# is this normal behaviour for my new oscar



## rotccapt (May 31, 2011)

hello and thanks in advance for your help.

well i just bough my first oscar. my 1" albino tiger oscar was nice and lively at the store but when i got him/her home and started acclimating it to my tank it just kinda sat there and flopped onto its side. now about 8 hours after adding it to the tank it will swim around some but then settle back to the bottom and lay there. it did eat some today when i fed the other fish ( 6ea 1.5 inch nics, 1ea 1.5"gt, 1ea 1" jd) currently they are in a 46 gallon bow front till i finish building my 300 gallon plywood tank next month. all the other fish are acting fine except the jd i also got him yesterday and he is showing similar behavior.

is this normal behavior for my new oscar? i will be getting a liquid test kit today to verify water parameters so i can not tell you what they are. i dont know if it has something to do with it, but i just noticed i have ich on the other fish in the tank so i am currently treating with salt and raised temps.


----------



## Phill0046 (Nov 9, 2011)

All of the oscars that i have bought hid and stayed to the bottom for a few days.
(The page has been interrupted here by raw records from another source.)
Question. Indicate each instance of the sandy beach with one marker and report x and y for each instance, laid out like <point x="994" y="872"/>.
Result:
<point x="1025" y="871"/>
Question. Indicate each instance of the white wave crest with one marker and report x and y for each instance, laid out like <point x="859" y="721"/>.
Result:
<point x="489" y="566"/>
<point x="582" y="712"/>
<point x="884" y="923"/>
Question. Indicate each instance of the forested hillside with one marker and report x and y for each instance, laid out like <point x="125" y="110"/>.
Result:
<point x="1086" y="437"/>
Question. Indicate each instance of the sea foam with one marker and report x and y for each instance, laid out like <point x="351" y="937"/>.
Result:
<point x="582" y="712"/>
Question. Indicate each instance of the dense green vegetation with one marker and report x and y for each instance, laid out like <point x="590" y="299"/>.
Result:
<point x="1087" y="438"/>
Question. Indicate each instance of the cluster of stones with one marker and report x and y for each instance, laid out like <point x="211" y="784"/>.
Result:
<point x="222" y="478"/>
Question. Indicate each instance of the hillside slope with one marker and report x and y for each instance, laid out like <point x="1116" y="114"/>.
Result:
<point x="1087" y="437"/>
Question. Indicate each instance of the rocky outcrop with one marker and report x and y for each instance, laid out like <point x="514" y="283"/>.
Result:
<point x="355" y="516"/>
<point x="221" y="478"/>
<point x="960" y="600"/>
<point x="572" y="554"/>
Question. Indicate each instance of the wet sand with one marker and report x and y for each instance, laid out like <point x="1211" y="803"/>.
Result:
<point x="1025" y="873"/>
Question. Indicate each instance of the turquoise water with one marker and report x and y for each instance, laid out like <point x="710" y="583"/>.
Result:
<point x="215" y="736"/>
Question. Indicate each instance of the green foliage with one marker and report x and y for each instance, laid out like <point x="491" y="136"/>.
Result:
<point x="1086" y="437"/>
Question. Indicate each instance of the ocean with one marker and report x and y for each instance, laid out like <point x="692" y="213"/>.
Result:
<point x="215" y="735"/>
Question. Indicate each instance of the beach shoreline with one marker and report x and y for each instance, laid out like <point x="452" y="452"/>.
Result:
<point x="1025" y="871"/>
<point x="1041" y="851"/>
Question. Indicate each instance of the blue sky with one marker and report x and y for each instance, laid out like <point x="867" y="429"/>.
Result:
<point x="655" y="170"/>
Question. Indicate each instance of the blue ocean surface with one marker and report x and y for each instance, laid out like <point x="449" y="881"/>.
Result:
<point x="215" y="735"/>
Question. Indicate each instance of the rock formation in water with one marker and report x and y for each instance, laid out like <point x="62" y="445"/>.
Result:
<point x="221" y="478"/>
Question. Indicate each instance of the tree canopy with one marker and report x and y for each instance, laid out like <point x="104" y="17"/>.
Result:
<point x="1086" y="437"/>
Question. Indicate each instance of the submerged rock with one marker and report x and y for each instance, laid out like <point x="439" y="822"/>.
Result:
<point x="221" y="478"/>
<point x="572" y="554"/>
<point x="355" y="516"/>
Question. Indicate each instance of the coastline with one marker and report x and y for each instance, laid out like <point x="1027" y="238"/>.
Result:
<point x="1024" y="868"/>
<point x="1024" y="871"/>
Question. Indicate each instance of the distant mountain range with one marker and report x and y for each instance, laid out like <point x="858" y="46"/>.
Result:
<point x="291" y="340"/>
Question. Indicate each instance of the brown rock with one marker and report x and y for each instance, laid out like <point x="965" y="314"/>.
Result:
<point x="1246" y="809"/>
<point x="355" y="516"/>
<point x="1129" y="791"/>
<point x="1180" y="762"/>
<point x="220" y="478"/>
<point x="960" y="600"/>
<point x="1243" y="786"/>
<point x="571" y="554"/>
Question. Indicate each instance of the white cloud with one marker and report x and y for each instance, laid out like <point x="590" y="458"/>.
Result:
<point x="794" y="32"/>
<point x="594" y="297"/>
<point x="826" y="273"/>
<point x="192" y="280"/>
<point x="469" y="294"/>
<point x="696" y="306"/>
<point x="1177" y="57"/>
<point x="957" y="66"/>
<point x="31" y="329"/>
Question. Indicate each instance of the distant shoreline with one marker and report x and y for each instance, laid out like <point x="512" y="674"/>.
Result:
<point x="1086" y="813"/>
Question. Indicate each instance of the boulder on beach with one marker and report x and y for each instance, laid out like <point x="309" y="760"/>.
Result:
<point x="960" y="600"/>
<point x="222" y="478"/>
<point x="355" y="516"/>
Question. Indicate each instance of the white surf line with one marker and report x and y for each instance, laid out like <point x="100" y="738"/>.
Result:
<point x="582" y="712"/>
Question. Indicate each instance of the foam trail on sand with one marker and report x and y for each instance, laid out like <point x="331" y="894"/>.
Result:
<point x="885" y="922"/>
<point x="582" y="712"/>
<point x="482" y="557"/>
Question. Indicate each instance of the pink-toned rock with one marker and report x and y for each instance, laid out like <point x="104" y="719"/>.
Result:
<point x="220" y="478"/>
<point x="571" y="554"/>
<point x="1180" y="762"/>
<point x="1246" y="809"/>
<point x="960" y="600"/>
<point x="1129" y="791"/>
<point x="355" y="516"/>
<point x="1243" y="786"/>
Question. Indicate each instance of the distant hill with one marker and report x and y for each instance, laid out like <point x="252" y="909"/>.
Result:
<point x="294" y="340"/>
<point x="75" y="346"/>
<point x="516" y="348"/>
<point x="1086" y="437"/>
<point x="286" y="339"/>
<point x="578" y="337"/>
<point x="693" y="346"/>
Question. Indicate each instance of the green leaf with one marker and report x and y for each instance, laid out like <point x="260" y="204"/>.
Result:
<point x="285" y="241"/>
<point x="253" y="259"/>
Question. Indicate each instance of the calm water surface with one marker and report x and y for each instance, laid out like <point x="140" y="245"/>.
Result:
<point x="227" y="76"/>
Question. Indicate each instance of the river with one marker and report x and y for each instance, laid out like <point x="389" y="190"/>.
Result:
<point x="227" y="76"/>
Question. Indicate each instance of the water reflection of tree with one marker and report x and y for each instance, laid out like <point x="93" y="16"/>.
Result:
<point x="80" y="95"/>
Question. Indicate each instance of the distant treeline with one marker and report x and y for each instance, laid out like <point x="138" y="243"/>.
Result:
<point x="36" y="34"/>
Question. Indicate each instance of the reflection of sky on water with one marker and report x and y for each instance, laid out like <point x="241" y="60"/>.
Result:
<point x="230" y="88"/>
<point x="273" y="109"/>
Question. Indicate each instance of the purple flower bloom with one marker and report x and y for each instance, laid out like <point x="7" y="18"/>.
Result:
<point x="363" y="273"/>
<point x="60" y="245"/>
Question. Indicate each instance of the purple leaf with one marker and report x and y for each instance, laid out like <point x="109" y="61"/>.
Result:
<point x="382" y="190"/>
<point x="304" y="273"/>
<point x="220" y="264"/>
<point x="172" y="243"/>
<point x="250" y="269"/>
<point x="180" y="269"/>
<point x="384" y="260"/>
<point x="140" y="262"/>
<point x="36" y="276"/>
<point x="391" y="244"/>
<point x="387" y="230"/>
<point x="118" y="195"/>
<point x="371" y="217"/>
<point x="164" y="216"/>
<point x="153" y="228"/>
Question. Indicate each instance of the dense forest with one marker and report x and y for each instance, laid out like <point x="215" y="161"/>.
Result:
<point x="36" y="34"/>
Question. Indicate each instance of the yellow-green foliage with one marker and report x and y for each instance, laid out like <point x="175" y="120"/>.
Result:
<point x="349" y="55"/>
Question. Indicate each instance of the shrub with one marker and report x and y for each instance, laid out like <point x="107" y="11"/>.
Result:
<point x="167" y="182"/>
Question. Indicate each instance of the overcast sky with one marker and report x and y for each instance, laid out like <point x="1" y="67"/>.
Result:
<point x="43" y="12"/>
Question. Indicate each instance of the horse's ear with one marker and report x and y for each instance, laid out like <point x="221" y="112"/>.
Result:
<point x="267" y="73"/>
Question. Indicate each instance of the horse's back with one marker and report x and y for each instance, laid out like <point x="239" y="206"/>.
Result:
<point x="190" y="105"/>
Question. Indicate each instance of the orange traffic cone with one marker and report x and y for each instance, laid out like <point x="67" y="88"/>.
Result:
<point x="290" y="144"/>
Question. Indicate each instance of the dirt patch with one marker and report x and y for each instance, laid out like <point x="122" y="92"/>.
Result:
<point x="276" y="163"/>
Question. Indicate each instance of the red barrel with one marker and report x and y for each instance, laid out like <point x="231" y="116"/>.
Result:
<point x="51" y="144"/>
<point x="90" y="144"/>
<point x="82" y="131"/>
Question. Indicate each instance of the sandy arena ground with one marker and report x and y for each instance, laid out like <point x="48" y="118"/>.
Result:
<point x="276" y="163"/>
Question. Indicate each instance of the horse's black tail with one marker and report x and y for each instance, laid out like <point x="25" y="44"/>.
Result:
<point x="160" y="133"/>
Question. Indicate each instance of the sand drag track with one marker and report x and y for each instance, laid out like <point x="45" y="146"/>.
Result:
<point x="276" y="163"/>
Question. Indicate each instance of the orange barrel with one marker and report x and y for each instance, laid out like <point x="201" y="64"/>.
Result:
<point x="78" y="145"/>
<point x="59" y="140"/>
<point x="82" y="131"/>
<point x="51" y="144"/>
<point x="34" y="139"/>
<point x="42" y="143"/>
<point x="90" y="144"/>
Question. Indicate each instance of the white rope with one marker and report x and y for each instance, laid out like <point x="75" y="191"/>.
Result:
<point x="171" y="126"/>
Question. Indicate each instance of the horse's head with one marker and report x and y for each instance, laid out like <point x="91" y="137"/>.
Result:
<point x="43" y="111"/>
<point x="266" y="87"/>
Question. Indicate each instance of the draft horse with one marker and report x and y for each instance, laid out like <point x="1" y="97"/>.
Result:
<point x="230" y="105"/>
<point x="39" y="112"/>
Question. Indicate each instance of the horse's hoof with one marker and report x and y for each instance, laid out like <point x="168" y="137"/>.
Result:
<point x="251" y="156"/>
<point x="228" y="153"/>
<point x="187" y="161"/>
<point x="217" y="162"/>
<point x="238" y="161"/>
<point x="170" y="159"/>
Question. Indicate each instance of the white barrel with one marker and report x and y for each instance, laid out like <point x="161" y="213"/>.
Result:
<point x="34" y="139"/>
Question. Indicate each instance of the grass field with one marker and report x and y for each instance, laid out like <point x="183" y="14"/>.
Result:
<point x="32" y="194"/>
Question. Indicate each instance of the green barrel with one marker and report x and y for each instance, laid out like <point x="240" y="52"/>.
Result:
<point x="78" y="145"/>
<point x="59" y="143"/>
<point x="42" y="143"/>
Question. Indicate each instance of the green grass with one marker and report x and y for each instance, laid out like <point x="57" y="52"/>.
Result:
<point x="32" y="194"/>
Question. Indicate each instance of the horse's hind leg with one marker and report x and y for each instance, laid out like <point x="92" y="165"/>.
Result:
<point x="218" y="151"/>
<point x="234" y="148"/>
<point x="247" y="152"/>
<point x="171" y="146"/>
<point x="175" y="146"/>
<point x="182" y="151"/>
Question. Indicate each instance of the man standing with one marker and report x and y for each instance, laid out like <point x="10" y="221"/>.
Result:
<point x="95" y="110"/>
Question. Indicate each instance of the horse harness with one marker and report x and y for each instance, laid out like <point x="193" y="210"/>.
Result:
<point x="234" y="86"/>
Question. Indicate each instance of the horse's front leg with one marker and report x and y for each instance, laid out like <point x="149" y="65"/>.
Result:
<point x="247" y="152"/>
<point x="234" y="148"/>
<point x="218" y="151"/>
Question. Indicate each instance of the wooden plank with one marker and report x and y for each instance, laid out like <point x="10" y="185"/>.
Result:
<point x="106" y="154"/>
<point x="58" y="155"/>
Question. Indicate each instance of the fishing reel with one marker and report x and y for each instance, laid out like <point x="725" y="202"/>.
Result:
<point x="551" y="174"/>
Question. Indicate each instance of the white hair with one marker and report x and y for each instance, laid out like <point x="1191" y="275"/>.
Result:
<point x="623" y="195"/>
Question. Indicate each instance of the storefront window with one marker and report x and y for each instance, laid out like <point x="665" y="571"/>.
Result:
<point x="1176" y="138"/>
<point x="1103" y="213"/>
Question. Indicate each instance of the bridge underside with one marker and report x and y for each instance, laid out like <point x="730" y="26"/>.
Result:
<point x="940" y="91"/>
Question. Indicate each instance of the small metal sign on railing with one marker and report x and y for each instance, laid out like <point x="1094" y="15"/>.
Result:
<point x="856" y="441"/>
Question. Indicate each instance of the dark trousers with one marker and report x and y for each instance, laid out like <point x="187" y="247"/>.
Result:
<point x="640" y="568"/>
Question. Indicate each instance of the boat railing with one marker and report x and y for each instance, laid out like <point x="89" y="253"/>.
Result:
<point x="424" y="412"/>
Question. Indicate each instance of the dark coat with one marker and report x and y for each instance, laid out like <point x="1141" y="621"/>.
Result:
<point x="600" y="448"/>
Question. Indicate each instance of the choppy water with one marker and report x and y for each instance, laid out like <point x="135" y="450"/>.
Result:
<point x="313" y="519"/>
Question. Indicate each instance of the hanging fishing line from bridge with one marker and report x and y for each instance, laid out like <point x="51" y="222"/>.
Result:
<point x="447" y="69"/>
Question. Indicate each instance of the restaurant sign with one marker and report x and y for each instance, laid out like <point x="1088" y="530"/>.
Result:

If it lasts longer then that i would expect someone is being aggressive to him.


----------



## rotccapt (May 31, 2011)

well he is up and about a little more now. also i just tested my water

ph-7.8
nitrite-0
ammonia- 0-0.25
nitrate- 5


----------



## rotccapt (May 31, 2011)

well im not worried about him now he is swimming around just fine now and there appears to be no aggression in the tank. also after a 30% water change the nitrates are at 0


----------



## Catfish Dan (Apr 12, 2011)

We've had our Oscar for about a year now and he still gets plenty pouty... during water changes, when we have visitors to the house, when we're cleaning, when I pet my dog in front of his tank... He's a big baby. Actually goes to the floor of the tank, in the corner, and eyeballs me. You'll love these guys. They have so much personality!


----------



## Buzz_ (Apr 29, 2012)

rotccapt said:


> well he is up and about a little more now. also i just tested my water
> 
> ph-7.8
> nitrite-0
> ...


Maybe try and lower your Ph slowly..

Oscars and most southern american cichlids should be kept with a Ph of between 6.5 and 7

There is a great product called JBL tormec active. They are small peat pellets that you add to your filter


----------



## Mr.Dempsey (Jan 4, 2012)

You should be fine with your nitrates as long as they are under 20 ppm


----------



## rotccapt (May 31, 2011)

well the albino oscar died the other day not sure what happend but i think he was doomed from the get go. but we took him back and traded him for a new regular tiger oscar and our new oscar is doing great. also our fish load in lower now due to the ick taking out 4 nics


----------



## mabirchell (Jul 10, 2012)

I would leave the ph alone. I've got a fully happy healthy Oscar in 8.2 ph. Stability is the key, the fish will adapt. Sounds like you just have a nervous new guy, give him a few weeks. He will go through another shy spell when he gets older.


----------